Sunday, July 4, 2010

Enums and for-each Loops

Java 5.0 introduces a new “enhanced” form of the for loop that is designed to be
convenient for processing data structures. A data structure is a collection of data
items, considered as a unit. For example, a list is a data structure that consists
simply of a sequence of items. The enhanced for loop makes it easy to apply the
same processing to every element of a list or other data structure. However, one of
the applications of the enhanced for loop is to enum types, and so we consider it
briefly here.
The enhanced for loop can be used to perform the same processing on each of the
enum constants that are the possible values of an enumerated type. The syntax for
doing this is:
for ( enum−type−name variable−name : enum−type−name.values() )
statement
or
for ( enum−type−name variable−name : enum−type−name.values() ) {
statements
}
If MyEnum is the name of any enumerated type, then MyEnum.values() is a method
call that returns a list containing all of the values of the enum. (values() is a static
member method in MyEnum and of any other enum.) For this enumerated type, the
for loop would have the form:
for ( MyEnum variable−name : MyEnum.values() )
statement
The intent of this is to execute the statement once for each of the possible values of
the MyEnum type. The variable-name is the loop control variable. In the statement,
it represents the enumerated type value that is currently being processed. This variable
should not be declared before the for loop; it is essentially being declared in the
loop itself.
To give a concrete example, suppose that the following enumerated type has been
defined to represent the days of the week:
enum Day { MONDAY, TUESDAY, WEDNESDAY, THURSDAY, FRIDAY, SATURDAY, SUNDAY }
Then we could write:
for ( Day d : Day.values() ) {
System.out.print( d );
System.out.print(" i s day number ");
System.out.println( d.ordinal() );
}
Day.values() represents the list containing the seven constants that make up the
enumerated type.
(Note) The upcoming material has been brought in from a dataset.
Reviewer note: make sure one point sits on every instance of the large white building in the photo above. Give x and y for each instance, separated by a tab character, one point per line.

The first time through this loop, the value of d would be the first
enumerated type value Day.MONDAY, which has ordinal number 0, so the output
would be “MONDAY is day number0”. The second time through the loop, the value
of d would be Day.TUESDAY, and so on through Day.SUNDAY. The body of the loop
is executed once for each item in the list Day.values(), with d taking on each of those
values in turn. The full output from this loop would be:
MONDAY is day number 0
TUESDAY is day number 1
WEDNESDAY is day number 2
THURSDAY is day number 3
FRIDAY is day number 4
SATURDAY is day number 5
SUNDAY is day number 6
Since the intent of the enhanced for loop is to do something “for each” item in a
data structure, it is often called a for-each loop. The syntax for this type of loop is
unfortunate. It would be better if it were written something like “foreach Day d in
Day.values()”, which conveys the meaning much better and is similar to the syntax
used in other programming languages for similar types of loops. It’s helpful to think
of the colon (:) in the loop as meaning “in.”